Battery life remains a huge issue in devices ranging from smartphones to electric vehicles. While computing technology continues to evolve at a breakneck speed, battery technology has been stuck in limbo for several years. Very few smartphones can make it through a single day of usage without needing to be charged.
However we might soon able to have a mobile phone with double or triple the battery life. Thanks to a new breakthrough from a team of researchers at Stanford University, who have created the ‘holy grail’ of battery design, a lithium anode battery that could make handsets last three-times longer on a single charge.
Currently all phones, laptops and tablets use lithium ion batteries. All batteries have three elements, an electrolyte that provides electrons, an anode that discharges those electrons and a cathode that accepts them. The lithium is in the electrolyte, but not in the anode. In essence, an anode of pure lithium can store anywhere from 200% to 400% of the energy that current designs can manage in similar size and weight battery.

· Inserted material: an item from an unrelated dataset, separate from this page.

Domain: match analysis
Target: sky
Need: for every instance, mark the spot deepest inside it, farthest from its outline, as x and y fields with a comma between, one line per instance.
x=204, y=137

A huge challenge in using a lithium anode in these types of batteries is that while charging, lithium ions expand as they assemble on the anode. The expansion is a lot more volatile and uneven than the present anode materials resulting in cracks in the anode. The breakage in the anode could lead to build out of hair-like structures called dendrites. These dendrites can short-circuit the battery and lead to shorter overall battery lifespan. Another issue is that lithium ion batteries generate a lot of heat, leading to smartphone batteries overheating and damaging electronics. Even Boeing’s new Dreamliner plane caught on fire from their battery packs.
The Stanford team, which includes former US Secretary of Energy Steven Chu, have come up with a technique that allows them to build thicker and more efficient lithium in the battery’s anode through the use of a nanoscopic carbon dome, which helps to keep the volatile chemical in check, thus extending its lifespan. Researchers believe that the nanospheres would not get in the way of the chemical reaction in the battery, but offer mechanical strength to help the battery cope with expansion of the lithium during the recharge and discharge cycles.
If this technology goes into mass production, it would mean a stable, efficient battery that will last for years without needing to be charged or electric cars being able to cover long distances on a single charge.